Los pronósticos de radiación ultravioleta en esta temporada pueden oscilar entre 10 y 14, categorías clasificadas como “muy altas” y “extremas”, lo que implica una alta probabilidad de daño cutáneo en pocos minutos de exposición sin protección.
La radiación UV es una forma de energía invisible proveniente del sol y constituye la principal causa de quemaduras solares, envejecimiento prematuro de la piel y, en casos más severos, cáncer de piel, explicó Emanuel Velázquez, meteorólogo del Instituto de Meteorología e Hidrología de Panamá (IMHPA)

Atención a estos signos:
Signos Inmediatos (Agudos)
Eritema o quemaduras solares: Piel roja, caliente, dolorosa y a veces con ampollas.
Bronceado: Aunque buscado, es una señal de daño en el ADN celular.
Deshidratación de la piel: Piel tirante y seca.
Signos Crónicos (Fotoenvejecimiento y daño acumulado)
Manchas solares (lentigos): Manchas de color café oscuro o pecas.

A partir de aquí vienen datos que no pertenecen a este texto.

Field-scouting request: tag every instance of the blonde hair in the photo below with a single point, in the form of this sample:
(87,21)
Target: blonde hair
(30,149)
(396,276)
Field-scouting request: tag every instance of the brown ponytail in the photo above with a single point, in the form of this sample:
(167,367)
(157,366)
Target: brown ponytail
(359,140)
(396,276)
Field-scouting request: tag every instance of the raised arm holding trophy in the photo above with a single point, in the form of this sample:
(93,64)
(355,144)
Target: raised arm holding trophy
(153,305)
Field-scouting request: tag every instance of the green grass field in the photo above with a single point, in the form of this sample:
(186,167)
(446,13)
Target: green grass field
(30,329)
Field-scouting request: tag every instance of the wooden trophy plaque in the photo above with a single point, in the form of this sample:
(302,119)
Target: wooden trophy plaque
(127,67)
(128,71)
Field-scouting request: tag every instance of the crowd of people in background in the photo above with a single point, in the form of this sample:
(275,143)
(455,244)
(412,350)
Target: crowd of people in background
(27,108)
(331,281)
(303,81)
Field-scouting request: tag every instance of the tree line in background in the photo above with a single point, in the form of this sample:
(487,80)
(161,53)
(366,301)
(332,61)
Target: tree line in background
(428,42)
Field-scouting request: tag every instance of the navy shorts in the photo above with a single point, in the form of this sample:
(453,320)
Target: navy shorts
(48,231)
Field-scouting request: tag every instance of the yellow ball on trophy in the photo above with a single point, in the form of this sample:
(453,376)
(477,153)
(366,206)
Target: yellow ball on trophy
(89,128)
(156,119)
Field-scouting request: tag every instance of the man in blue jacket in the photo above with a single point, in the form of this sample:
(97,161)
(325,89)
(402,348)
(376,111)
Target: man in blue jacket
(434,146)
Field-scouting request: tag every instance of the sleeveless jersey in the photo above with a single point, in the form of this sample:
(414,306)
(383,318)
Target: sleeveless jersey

Arrugas y flacidez: Destrucción de colágeno y elastina que vuelve la piel más gruesa, áspera o con «cuero».
Vasos sanguíneos rotos: Venas rojas visibles (arañas vasculares), especialmente en nariz y mejillas.
Queratosis actínicas: Manchas ásperas, escamosas o rojizas, que son crecimientos precancerosos.
Melasma: Manchas oscuras en la cara (frente y pómulos).
Alteraciones oculares: Sensibilidad, cataratas o irritación crónica.
Es crucial vigilar lunares que cambian de forma, tamaño, color o que pican/sangran, ya que son signos de alerta de daño severo o cáncer de piel
Recomendaciones:
Los expertos recomiendan el uso diario de protector solar con factor de protección solar (FPS) 50 o superior, adecuado al tipo de piel, y reaplicarlo cada dos horas, especialmente si hay sudoración o contacto con agua.
Utilizar sombreros de ala ancha y lentes con filtro UV.
Vestir ropa de manga larga o con protección solar.
Evitar la exposición directa entre las 10:00 a.m. y las 4:00 p.m., cuando la radiación alcanza su punto máximo.